Chemical variation with altitude and longitude on exo-Neptunes: Predictions for Ariel phase-curve observations

Using two-dimensional (2D) thermal structure models and pseudo-2D chemical kinetics models, we explore how atmospheric temperatures and composition change as a function of altitude and longitude within the equatorial regions of close-in transiting Neptune-class exoplanets at different distances from their host stars. Our models predict that the day-night stratospheric temperature contrasts increase with increasing planetary effective temperatures T-eff and that the atmospheric composition changes significantly with T-eff. We find that horizontal transport-induced quenching is very effective in our simulated exo-Neptune atmospheres, acting to homogenize the vertical profiles of species abundances with longitude at stratospheric pressures where infrared observations are sensitive. Our models have important implications for planetary emission observations as a function of orbital phase with the Ariel mission. Cooler solar-composition exo-Neptunes with T-eff = 500-700 K are strongly affected by photochemistry and other disequilibrium chemical processes, but their predicted variations in infrared emission spectra with orbital phase are relatively small, making them less robust phase-curve targets for Ariel observations. Hot solar-composition exo-Neptunes with T-eff >= 1300 K exhibit strong variations in infrared emission with orbital phase, making them great targets for constraining global temperatures, energy-balance details, atmospheric dynamics, and the presence of certain high-temperature atmospheric constituents.
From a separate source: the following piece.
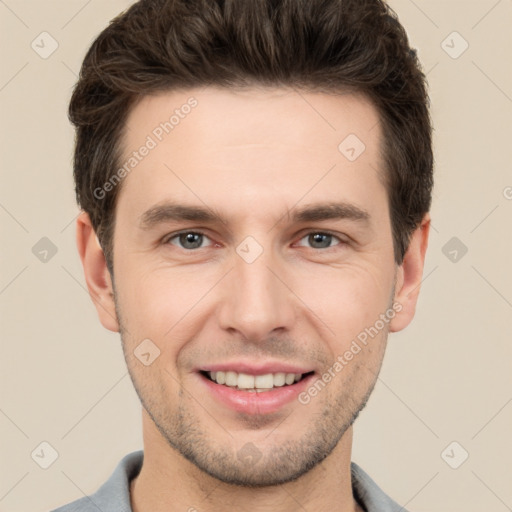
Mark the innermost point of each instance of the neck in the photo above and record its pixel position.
(168, 482)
However, such high-temperature exo-Neptunes are arguably less interesting from an atmospheric chemistry standpoint, with spectral signatures being dominated by a small number of species whose abundances are expected to be constant with longitude and consistent with thermochemical equilibrium. Solar-composition exo-Neptunes with T-eff = 900-1100 K reside in an interesting intermediate regime, with infrared phase curve variations being affected by both temperature and composition variations, albeit at smaller predicted phase-curve amplitudes than for the hotter planets. This interesting intermediate regime shifts to smaller temperatures as atmospheric metallicity is increased, making cool higher-metallicity Neptune-class planets appropriate targets for Ariel phase-curve observations.

Automated summary

The study investigates the impact of temperature and composition variations on the vertical distribution of the atmosphere in exoplanets, predicting significant changes in atmosphere with different effective temperatures. The research has implications for emission observations and finds that temperature and composition variations affect the infrared phase curve, with implications for atmospheric dynamics and chemical processes.